Lecture notes on various topics are available here. Some of them may be incomplete. In case you use them and find a mistake please point it out to me.

This is an undergraduate course, primarily aimed at second year students. The course now has its own dedicated webpage.

This is a graduate course. It is going to be offered to the masters students of astronomy and physics in Stockholm Univeristy next year (2016) in the spring. The course now has its own dedicated webpage.

I taught this course as a part of the program Stockholm University offers to students who are training as science teachers in gymnasiums (For the ignorant, a gymnasium in this sense is not a gym. ). I taught all the course except circuit theory. Which were covered by my colleague Lars Mattson. The course material is here.

I had the wonderful opportunity to teach for one hour in a one day crash course on the Magentic Universe organized as a part of the ASI meeting in 2015. The meeting was organized by Kandaswamy Subramanian and Dipankar Bhattacharya. Here are my very short lecture notes.
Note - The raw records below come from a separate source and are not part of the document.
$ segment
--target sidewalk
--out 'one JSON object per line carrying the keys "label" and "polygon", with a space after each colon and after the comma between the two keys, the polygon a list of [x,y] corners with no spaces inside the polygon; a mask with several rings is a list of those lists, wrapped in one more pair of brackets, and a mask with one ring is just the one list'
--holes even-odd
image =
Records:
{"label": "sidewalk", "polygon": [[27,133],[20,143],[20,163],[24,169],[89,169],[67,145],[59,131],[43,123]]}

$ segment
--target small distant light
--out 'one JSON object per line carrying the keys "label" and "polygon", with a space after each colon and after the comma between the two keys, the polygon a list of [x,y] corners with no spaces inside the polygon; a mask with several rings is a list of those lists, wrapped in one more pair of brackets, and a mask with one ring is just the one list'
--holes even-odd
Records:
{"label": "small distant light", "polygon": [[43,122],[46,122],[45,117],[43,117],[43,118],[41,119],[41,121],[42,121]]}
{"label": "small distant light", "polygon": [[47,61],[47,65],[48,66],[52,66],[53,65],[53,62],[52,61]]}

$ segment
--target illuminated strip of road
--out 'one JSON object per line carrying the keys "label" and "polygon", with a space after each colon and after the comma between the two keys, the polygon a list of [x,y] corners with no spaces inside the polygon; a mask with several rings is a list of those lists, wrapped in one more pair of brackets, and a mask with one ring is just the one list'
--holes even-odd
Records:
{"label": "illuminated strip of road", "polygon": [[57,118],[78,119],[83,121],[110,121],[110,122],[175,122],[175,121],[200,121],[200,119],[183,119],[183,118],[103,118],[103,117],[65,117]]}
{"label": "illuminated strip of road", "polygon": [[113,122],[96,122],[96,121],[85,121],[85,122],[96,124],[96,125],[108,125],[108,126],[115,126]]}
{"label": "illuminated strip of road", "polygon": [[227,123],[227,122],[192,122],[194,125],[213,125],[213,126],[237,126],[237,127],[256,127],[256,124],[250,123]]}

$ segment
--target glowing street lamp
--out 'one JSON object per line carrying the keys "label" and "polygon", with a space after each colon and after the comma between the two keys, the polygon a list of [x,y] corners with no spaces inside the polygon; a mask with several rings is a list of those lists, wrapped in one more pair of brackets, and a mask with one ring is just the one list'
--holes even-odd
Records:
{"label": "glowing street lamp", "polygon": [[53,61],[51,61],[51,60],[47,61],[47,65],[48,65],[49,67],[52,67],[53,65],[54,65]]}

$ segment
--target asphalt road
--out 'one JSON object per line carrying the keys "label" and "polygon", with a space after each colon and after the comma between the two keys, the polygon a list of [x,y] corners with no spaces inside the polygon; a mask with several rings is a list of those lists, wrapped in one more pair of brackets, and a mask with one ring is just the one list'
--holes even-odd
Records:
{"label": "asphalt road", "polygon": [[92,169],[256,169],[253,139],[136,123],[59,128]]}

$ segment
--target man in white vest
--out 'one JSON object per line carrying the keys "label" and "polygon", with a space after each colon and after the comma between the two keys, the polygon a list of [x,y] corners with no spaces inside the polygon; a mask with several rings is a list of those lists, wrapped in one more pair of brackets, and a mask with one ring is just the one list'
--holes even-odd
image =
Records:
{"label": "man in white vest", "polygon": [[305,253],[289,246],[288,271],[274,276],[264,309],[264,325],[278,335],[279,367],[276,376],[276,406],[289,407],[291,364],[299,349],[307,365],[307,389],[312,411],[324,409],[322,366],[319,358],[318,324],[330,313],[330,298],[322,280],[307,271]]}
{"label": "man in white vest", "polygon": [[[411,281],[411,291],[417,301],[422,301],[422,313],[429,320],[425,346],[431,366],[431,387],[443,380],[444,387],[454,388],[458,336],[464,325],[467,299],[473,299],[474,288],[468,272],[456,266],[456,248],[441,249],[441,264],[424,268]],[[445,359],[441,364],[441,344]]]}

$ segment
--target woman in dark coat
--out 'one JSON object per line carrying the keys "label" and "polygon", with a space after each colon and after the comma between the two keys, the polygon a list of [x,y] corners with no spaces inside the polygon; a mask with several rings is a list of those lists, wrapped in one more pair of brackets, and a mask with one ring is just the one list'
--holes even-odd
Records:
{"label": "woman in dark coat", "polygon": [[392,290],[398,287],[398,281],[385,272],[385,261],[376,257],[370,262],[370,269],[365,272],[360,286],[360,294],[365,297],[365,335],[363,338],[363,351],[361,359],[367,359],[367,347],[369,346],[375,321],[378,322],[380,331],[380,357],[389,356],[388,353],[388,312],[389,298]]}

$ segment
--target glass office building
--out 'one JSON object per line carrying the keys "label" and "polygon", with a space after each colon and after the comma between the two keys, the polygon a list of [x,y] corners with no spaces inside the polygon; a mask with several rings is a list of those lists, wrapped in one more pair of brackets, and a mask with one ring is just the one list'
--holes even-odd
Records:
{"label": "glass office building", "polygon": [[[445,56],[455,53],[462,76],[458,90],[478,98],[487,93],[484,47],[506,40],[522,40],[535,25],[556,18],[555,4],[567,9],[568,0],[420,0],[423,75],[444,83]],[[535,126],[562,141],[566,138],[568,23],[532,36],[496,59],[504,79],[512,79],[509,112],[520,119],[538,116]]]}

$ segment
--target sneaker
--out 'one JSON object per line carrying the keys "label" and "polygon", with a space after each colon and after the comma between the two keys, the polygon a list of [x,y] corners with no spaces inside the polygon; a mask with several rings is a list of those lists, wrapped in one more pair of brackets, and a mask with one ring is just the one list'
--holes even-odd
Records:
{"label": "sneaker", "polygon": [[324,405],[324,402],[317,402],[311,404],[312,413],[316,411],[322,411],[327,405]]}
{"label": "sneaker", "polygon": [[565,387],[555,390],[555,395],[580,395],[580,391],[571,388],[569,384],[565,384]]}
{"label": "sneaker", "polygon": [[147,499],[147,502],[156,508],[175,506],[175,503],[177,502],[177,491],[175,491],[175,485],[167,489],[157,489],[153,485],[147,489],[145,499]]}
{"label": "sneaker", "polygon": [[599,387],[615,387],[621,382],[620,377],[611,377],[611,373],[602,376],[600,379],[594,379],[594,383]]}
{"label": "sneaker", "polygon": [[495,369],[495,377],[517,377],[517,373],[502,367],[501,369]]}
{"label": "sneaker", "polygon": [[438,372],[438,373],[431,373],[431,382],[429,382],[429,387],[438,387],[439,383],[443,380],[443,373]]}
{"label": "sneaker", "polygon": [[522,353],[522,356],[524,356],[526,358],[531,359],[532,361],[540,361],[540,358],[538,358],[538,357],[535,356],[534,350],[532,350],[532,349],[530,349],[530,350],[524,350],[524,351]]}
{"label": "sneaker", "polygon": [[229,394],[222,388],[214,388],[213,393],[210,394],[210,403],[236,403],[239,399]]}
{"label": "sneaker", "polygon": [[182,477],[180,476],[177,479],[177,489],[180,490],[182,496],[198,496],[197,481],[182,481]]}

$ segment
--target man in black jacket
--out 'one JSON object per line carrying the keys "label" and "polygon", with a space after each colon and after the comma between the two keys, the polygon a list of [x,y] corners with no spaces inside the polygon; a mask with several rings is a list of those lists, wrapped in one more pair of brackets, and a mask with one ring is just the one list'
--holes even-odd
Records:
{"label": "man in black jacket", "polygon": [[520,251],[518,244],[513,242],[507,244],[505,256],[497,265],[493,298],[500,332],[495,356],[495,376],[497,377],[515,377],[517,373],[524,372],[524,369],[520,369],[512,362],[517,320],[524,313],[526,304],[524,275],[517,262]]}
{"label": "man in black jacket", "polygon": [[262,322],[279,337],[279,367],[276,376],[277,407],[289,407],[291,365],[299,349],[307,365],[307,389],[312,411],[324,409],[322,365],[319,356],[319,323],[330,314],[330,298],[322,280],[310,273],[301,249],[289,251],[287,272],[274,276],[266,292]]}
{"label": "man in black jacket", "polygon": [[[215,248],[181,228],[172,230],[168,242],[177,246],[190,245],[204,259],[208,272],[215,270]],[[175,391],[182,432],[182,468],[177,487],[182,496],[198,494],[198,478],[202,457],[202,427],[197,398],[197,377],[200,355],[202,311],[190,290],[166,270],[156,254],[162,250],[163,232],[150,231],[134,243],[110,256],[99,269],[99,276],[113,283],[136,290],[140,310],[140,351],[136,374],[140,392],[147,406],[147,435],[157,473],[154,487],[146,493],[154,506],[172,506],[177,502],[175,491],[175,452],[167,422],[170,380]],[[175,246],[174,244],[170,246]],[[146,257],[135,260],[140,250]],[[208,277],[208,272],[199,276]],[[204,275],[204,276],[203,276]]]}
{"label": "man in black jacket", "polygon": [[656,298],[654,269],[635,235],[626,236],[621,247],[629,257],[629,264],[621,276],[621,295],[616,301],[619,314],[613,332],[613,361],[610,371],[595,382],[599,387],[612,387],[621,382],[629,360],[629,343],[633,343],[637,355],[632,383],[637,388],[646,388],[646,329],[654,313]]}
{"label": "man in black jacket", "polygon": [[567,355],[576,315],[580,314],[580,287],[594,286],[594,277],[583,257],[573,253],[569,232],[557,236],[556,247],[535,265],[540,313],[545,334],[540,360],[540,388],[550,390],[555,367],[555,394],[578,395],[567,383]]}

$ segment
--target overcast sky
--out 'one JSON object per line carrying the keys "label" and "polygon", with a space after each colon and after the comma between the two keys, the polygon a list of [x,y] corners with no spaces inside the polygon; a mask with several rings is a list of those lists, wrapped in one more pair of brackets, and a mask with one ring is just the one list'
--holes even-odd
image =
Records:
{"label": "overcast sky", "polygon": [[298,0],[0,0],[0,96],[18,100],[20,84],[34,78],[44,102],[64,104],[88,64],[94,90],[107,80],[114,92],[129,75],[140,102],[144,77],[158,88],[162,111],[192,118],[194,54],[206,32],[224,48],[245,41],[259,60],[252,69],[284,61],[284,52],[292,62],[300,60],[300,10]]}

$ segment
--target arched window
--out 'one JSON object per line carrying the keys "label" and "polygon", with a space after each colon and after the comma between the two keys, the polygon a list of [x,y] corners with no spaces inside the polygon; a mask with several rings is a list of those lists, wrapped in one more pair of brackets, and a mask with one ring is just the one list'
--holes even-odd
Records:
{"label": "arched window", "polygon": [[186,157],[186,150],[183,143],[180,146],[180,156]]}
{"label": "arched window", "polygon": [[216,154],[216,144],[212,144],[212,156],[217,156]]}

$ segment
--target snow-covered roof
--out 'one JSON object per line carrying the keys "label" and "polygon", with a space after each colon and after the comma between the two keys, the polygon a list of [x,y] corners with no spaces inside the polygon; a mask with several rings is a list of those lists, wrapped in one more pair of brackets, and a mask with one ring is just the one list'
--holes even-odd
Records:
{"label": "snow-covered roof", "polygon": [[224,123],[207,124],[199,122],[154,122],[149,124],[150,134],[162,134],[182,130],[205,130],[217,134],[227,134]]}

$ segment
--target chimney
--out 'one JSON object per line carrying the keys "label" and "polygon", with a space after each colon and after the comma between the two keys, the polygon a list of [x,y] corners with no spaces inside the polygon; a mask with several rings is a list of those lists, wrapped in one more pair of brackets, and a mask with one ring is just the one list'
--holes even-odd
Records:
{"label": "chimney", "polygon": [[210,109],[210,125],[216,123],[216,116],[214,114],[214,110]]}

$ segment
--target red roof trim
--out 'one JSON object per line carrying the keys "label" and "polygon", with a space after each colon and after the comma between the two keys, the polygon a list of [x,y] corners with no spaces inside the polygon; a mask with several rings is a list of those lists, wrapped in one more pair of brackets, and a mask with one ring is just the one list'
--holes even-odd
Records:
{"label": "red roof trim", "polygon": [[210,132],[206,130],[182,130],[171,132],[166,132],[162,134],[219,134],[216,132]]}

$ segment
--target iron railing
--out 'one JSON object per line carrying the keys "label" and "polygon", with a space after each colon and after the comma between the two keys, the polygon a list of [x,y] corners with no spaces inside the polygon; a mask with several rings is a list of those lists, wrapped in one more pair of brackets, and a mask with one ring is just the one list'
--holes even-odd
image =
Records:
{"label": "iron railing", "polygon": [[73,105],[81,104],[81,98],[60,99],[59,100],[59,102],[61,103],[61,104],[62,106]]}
A five week long course give as a graduate course in astronomy department of Stockholm
University. The emphasis in this course in on * scientific computing * not
fortran. Although you may even be able to learn neat tricks in fortran from the course
material.

I have taught this course twice. Unfortunately, I do not have complete lecture notes from either times. The first time I taught this I had all the hand-written lecture notes scanned but due to a crash of the nordita server in Dec. 2010 I lost most of it. Whatever could be salvaged is the following:

- Latexed lecture notes as pdf file. Be warned that some of the links in this file might not work.
- Lecture 3 (handwritten and scanned)
- Lecture 4 (handwritten and scanned)

The second time I taught the course I was less careful. So I do not have much material saved from that time. But whatever I had is available here. Maybe I shall get a chance to teach this course again in future and then I shall be more careful in keep records.

Handwritten and scanned lecture notes delivered at SERC school in Kolkata December 2006. There were introductions to three different trends of present (at 2006) day turbulence research. These are not "stand-alone" lectures. Accompanying lectures were deliverd by Rahul Pandit and M.K. Verma. The pdf file of the scanned notes are here. There notes were strongly influenced by lectures deliverd by K. Gawedzki in Warwick where I was a student. If you are a beginner in turbulence research I strongly recommend the set of original lectures to you.